Opposition to the Huerta regime soon centered around Venustiano Carranza, who called his insurrectionaries the “Constitutionalists”. Pancho Villa threw his support behind Carranza in the north, while Zapata, in the south, fought against Huerta but refused to back Carranza. In April 1914, the United States, which had been supporting Carranza, sent troops to seize Veracruz, cutting off the supply of European weapons (mostly from Germany) to the Huertista forces. Huerta fled, and Carranza assumed the Presidency in July.
Within a short time, though, conflict broke out again over the land reform question. When it became clear that Carranza would not carry out any real land reform, both Pancho Villa and Emiliano Zapata broke away. In October 1914, 60,000 rebel troops under Villa and Zapata entered Mexico City and forced Carranza to flee. In April 1915, though, General Alvaro Obregon defeated Pancho Villa in the Battle of Celayas, and Carranza returned to Mexico City with the backing of the United States.
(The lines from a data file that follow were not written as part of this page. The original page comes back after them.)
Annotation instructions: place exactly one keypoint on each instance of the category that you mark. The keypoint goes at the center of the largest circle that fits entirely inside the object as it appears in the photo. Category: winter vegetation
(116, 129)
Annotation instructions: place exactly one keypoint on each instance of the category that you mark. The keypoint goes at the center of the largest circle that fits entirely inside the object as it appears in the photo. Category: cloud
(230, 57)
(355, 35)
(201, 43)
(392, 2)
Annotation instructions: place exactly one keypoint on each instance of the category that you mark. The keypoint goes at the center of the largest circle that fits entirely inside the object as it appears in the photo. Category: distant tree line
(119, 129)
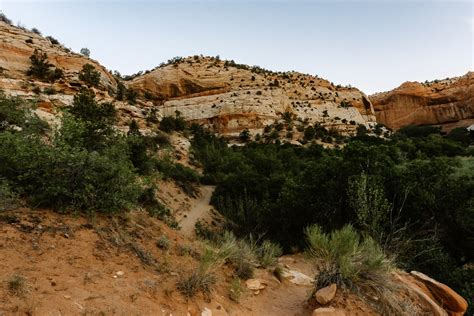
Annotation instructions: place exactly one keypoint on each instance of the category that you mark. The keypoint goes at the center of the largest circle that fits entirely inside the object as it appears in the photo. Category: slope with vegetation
(229, 97)
(90, 195)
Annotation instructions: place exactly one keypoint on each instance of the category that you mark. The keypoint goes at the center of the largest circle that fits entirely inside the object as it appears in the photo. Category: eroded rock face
(230, 98)
(17, 45)
(448, 103)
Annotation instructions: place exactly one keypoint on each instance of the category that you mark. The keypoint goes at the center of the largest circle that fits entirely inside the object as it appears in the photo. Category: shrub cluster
(413, 194)
(89, 75)
(42, 69)
(85, 167)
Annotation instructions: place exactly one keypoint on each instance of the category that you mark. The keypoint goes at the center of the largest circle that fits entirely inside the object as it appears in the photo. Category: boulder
(326, 294)
(328, 311)
(451, 301)
(254, 285)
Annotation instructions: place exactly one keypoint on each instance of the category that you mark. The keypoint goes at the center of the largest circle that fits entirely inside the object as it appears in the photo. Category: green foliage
(404, 192)
(121, 90)
(85, 168)
(236, 290)
(169, 124)
(309, 133)
(138, 145)
(41, 68)
(89, 75)
(184, 176)
(462, 135)
(89, 123)
(8, 198)
(17, 115)
(348, 257)
(163, 242)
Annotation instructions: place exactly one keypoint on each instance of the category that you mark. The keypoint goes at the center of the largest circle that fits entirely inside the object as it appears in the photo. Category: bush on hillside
(169, 124)
(345, 257)
(89, 75)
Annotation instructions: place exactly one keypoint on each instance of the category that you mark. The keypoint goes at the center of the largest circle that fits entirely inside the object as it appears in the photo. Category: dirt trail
(199, 210)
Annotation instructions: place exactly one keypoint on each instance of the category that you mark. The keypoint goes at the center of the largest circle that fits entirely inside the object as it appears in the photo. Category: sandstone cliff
(229, 97)
(448, 103)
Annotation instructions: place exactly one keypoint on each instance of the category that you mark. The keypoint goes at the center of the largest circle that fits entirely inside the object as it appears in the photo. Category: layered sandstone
(230, 98)
(448, 103)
Villa, in desperation, crossed the border into the United States in March 1916 and attacked a US Army outpost, hoping to draw the Americans into sending troops into Mexico that would provoke a widespread nationalist uprising. The US sent 10,000 troops under General John Pershing (who would within a few years command the American forces in the First World War) into Mexico, where they unsuccessfully pursued Villa for almost a year.
Zapata, meanwhile, was fighting in the south of Mexico, seizing the haciendas and giving them to the poor rural peons under the slogan “Land and Liberty”. In April 1919, one of Carranza’s generals, Pablo Gonzalez, sent word to Zapata that he wished to defect to the Zapatistas. When Zapata arrived for discussions, he was ambushed and killed by the general’s troops.
Carranza himself was assassinated by political rivals, including his former General Obregon, in 1920. Obregon took power. Pancho Villa continued to fight with a small army until 1923, when he was ambushed while riding in a car through the town of Parral. Obregon was then assassinated in 1928, removing the last remaining figure from the time of the Revolution.